The official ABS data suggests the trend has now flattened which is consistent with the very sluggish performance over the last 6 months.

The following graph shows the trend and seasonally adjusted aggregate hours worked indexed to 100 at the peak in February 2008 (which was the low-point unemployment rate in the previous cycle).

The graph shows that the trend growth is all but zero which is very worrying given the substantial underemployment that still exists.

The next graph shows the monthly growth (in per cent) over the last 12 months. The green linear line is a simple regression trend and it is suggesting monthly growth rates have been in decline all year.

Once again the data doesn’t support the notion of a fully employed labour market that is bursting into the inflation barrier.


The last few month’s Labour Force estimates have now consolidated my impression that the labour market is not growing very strongly.

The so-called once-in-a-century mining boom is not driving the labour market as strongly as many bank economists (and other commentators) would have us believe.

But it is true that today’s data is difficult to really interpret given the impact of the natural disasters in the last month (floods, bushfires and cyclones).

Overall, the message was subdued. There is still a lot of slack left to be mopped up and employment growth is clearly not strong enough at present to make any serious dent in the pools of idle labour.

That is enough for today!

This Post Has 3 Comments

  1. unrelated to Professor Mitchell’s blog post, but of interest:

    This Times Magazine article is about how some businesses in a small Spanish village have begun accepting pesetas, the Spanish currency before the Euro. Some things that stand out:

    (1) ‘In an effort to boost spending during hard times, 61 of Mugardos’ businesses are participating in the campaign. […] “We knew that people were hurting because of the economy,” says Felipe FernÁndez, owner of the Kiosco Loli, which sells magazines, toys, and souvenirs. “We thought this might be a good way to motivate them to spend.”‘

    They understand that it is insufficient demand that is hurting their economy, and that demand has to increase to end their recession. These business owners implicitly understand what many economists do not.

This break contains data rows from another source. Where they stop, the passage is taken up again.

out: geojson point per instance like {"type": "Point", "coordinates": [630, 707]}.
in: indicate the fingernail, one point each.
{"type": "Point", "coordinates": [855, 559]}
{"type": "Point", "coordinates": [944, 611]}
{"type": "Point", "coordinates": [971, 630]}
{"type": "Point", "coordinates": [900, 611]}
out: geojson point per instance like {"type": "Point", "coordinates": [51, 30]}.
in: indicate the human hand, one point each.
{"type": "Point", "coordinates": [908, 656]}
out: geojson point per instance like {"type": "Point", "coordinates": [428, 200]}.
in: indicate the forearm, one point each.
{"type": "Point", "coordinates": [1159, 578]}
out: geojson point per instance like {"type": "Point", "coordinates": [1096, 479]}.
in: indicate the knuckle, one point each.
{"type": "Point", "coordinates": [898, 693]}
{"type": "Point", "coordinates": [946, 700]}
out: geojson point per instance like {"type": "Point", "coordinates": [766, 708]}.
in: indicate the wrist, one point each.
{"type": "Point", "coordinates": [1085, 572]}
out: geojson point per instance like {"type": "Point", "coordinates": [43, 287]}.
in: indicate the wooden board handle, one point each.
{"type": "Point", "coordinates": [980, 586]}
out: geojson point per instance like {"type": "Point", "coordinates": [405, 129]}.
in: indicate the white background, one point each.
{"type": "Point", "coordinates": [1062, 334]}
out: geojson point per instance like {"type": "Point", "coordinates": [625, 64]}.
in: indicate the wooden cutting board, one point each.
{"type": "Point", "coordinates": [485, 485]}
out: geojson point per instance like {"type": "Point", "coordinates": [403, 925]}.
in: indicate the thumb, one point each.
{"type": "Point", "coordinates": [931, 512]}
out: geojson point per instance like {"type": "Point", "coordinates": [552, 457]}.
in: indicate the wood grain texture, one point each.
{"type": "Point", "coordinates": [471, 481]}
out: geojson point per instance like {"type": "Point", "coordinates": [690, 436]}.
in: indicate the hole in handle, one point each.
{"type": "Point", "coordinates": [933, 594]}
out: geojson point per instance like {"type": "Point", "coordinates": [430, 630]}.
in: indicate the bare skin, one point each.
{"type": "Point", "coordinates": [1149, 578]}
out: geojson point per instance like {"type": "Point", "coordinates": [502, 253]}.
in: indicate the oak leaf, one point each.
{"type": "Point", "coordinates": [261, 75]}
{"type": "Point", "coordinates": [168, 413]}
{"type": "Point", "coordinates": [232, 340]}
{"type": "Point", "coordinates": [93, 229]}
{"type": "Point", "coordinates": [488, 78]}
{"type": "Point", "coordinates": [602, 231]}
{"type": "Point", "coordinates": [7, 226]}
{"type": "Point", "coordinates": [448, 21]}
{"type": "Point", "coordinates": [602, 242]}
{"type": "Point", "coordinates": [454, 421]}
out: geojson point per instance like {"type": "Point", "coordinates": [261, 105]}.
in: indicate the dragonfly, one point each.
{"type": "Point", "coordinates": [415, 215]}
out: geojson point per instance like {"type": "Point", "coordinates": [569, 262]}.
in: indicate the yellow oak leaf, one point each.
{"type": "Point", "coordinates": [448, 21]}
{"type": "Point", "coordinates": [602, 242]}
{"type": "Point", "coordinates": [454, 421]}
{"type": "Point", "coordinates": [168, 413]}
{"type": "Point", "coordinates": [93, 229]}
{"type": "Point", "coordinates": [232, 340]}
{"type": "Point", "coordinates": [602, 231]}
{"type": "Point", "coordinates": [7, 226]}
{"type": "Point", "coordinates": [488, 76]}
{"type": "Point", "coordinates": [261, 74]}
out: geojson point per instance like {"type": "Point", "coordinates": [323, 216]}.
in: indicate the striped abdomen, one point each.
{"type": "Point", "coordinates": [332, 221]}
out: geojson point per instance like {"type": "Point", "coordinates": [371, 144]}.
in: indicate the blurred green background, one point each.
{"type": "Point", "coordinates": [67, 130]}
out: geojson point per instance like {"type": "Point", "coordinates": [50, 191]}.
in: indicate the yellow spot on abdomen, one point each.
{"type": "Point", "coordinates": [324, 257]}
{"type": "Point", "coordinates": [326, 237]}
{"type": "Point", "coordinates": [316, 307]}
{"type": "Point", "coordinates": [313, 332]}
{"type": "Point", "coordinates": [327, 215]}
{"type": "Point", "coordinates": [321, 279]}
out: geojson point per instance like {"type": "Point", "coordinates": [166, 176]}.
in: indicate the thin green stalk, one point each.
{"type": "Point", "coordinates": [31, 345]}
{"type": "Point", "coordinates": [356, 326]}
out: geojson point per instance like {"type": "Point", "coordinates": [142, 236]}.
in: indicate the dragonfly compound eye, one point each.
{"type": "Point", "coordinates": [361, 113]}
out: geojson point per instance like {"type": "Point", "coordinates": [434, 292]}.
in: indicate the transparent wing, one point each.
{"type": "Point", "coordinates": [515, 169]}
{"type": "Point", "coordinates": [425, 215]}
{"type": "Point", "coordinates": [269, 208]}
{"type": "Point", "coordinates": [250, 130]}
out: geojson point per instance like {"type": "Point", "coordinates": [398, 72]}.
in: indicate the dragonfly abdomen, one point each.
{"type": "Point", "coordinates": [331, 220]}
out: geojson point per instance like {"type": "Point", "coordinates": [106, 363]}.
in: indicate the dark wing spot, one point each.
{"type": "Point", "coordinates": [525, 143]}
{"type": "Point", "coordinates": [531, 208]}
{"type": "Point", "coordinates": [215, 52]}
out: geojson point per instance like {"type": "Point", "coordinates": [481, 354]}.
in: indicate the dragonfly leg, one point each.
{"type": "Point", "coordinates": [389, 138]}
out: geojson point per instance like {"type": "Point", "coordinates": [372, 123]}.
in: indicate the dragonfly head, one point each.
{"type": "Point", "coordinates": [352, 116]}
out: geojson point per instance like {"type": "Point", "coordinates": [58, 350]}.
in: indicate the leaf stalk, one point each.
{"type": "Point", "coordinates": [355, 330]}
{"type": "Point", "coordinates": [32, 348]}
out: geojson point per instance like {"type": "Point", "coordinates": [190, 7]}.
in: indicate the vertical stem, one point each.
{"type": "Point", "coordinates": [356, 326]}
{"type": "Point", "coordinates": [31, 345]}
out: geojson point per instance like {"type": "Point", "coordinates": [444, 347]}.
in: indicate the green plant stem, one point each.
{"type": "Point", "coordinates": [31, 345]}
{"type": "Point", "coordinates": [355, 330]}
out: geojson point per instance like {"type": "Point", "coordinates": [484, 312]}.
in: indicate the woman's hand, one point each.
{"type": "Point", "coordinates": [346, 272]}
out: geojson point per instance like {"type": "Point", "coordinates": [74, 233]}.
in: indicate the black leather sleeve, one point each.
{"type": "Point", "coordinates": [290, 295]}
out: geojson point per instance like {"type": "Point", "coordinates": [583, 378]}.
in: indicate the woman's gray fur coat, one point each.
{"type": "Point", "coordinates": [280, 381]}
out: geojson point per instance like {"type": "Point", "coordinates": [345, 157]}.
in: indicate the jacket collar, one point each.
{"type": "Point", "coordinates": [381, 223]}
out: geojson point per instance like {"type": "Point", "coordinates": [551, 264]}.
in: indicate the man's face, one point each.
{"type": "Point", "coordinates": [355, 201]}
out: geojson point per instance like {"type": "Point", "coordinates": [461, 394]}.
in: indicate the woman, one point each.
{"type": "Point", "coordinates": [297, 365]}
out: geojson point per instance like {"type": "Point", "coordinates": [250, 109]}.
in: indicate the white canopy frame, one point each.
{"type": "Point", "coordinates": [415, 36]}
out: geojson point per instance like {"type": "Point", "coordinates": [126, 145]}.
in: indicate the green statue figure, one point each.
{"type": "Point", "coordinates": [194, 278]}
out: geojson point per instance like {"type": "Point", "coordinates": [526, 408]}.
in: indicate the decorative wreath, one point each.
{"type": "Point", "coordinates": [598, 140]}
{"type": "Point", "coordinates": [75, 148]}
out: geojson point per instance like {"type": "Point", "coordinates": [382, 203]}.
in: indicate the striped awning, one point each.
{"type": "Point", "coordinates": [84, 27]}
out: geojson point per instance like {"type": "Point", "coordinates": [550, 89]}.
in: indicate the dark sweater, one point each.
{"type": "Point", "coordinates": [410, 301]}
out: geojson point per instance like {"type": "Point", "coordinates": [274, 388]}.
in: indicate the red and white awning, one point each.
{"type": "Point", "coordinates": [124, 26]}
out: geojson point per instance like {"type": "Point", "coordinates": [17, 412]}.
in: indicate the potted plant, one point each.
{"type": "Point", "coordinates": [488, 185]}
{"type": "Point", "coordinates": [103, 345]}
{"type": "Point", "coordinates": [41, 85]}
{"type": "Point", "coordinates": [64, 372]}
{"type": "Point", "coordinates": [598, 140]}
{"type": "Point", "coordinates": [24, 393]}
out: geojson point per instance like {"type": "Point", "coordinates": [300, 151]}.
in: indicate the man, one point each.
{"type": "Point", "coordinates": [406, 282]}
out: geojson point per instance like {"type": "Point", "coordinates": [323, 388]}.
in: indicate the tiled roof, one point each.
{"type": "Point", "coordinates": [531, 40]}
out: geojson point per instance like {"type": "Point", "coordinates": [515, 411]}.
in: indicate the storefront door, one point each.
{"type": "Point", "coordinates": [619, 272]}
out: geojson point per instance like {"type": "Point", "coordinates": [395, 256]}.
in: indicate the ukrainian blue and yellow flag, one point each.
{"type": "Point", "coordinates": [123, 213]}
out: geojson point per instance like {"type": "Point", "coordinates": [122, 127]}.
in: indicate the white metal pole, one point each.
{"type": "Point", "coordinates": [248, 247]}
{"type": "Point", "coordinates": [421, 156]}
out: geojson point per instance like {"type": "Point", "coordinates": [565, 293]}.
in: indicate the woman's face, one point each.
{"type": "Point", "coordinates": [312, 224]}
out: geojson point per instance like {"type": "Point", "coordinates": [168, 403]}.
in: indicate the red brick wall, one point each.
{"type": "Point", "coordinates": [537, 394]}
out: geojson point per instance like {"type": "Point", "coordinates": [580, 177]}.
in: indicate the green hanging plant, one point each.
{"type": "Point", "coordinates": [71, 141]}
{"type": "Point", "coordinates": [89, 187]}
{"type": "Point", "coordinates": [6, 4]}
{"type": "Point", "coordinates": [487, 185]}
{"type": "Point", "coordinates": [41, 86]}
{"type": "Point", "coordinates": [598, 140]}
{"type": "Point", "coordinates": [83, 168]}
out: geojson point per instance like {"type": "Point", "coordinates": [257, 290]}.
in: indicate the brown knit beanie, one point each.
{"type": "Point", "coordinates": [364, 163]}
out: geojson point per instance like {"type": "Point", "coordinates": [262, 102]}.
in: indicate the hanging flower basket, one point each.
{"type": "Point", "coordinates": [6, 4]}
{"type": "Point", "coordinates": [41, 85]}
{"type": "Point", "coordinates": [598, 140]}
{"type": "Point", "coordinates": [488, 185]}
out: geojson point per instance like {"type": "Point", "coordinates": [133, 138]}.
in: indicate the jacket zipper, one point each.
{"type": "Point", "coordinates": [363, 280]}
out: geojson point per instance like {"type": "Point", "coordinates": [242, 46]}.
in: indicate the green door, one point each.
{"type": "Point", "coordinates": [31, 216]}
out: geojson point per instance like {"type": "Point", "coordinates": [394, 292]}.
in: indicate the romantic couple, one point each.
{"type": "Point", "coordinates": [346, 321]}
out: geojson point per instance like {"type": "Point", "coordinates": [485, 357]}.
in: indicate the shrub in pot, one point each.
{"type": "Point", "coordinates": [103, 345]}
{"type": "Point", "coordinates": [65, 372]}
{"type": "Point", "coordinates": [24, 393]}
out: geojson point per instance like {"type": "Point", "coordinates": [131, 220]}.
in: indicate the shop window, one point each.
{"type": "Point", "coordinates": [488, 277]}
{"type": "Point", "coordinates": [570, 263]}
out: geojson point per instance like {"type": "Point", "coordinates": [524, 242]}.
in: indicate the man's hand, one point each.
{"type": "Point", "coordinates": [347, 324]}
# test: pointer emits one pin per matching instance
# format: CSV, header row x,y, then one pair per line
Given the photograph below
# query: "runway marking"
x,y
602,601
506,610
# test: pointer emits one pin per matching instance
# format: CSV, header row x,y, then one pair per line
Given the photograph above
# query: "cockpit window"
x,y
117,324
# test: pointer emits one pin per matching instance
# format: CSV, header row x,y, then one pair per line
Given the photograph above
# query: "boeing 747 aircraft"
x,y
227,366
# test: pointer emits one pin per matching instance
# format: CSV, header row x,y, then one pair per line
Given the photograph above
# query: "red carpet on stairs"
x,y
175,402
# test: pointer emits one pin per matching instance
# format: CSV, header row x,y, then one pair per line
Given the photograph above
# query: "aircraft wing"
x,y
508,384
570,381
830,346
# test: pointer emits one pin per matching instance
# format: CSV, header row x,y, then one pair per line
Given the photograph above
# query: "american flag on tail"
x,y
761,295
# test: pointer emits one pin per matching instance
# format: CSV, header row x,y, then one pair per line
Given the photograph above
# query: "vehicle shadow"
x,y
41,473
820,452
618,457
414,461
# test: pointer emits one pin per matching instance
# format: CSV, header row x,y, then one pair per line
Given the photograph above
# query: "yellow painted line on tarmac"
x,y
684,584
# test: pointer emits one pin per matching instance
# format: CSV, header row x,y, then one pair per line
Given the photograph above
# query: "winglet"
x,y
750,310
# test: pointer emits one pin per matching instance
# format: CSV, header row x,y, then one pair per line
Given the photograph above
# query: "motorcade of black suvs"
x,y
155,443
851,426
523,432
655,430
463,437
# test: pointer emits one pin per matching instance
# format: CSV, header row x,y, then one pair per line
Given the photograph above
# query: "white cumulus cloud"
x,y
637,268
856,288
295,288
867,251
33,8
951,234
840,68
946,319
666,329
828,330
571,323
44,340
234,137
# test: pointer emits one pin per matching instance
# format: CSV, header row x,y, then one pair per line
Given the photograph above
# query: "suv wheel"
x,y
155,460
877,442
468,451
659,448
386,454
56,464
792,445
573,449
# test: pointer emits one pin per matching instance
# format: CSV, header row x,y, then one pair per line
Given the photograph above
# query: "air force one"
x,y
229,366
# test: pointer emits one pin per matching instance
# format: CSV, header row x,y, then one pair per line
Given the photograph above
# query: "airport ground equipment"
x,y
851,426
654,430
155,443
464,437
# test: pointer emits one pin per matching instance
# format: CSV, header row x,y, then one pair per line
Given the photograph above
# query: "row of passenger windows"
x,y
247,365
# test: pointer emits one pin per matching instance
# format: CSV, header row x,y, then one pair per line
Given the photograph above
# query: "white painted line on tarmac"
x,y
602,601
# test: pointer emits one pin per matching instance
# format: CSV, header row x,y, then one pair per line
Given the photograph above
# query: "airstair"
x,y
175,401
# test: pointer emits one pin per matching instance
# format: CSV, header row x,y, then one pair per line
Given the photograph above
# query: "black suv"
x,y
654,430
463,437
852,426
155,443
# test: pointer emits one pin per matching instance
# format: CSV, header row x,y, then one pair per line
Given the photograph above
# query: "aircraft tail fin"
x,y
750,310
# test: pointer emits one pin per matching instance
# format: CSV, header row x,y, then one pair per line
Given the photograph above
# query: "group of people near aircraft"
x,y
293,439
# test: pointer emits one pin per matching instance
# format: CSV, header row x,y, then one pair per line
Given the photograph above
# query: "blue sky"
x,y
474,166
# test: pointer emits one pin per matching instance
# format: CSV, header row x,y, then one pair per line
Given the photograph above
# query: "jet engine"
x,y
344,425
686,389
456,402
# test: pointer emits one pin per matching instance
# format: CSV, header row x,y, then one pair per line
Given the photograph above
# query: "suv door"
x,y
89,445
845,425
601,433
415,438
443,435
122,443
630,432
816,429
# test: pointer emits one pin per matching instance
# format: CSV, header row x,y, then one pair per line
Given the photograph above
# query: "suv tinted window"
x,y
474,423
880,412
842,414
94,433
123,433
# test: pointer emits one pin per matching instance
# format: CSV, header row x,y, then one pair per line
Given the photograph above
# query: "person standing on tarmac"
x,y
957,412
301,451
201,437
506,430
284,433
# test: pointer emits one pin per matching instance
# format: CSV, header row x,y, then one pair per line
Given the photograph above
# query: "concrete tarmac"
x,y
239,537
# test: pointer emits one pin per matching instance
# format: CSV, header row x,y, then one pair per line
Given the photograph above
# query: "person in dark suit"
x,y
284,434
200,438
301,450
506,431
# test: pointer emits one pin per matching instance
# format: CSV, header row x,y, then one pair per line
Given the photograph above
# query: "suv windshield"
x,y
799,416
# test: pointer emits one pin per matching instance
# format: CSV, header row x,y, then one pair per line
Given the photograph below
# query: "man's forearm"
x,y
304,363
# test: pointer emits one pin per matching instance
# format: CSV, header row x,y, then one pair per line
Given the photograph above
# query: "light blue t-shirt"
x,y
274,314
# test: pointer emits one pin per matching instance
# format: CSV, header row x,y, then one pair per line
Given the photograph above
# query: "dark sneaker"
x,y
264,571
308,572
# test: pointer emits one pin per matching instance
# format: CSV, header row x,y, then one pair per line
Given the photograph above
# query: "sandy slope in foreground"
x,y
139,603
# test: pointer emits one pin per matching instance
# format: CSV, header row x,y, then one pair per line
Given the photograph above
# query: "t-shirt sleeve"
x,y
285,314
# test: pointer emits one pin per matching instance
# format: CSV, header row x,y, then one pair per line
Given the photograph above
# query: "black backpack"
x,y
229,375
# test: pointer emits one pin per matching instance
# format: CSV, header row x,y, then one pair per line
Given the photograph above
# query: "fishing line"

    (2) Unfortunately, since they do not know MMT, their plan has some problems built into it. The businesses are accepting the peseta, but no where does the article say that the local government is requiring some taxes to be paid with this currency. Also, the peseta is pegged “at the rate of 166.38 to the euro – precisely the exchange on Jan. 1, 2002, the day the latter went into effect”. In other words, the peseta isn’t floating against the euro.

    Someone who understands MMT and can speak Spanish or Galician needs to reach out to these people to teach them how to keep their new currency sustainable. Their business owners should be commended for their initiative, but they desperately need to get their local government to support their currency.

    It’s inspiring to see that there exist people who desire new currencies who are not gold bugs but intuitively understand that money is made to be spent (and to provide sufficient for full employment and full capacity) and not saved. MMT’ers should assist them when they are being neglected by their democratic national governments practicing austerity.

  2. Its possible the next penny to drop will be the wholesale cancelling or long term delay of many mining related projects. Punchy

  3. Its possible the next penny to drop will be the wholesale cancelling or long term delay of many mining related projects. Punchy

    When commodities are expected to appreciate over the long term it makes economic sense to store them in the ground instead of taking short term profits.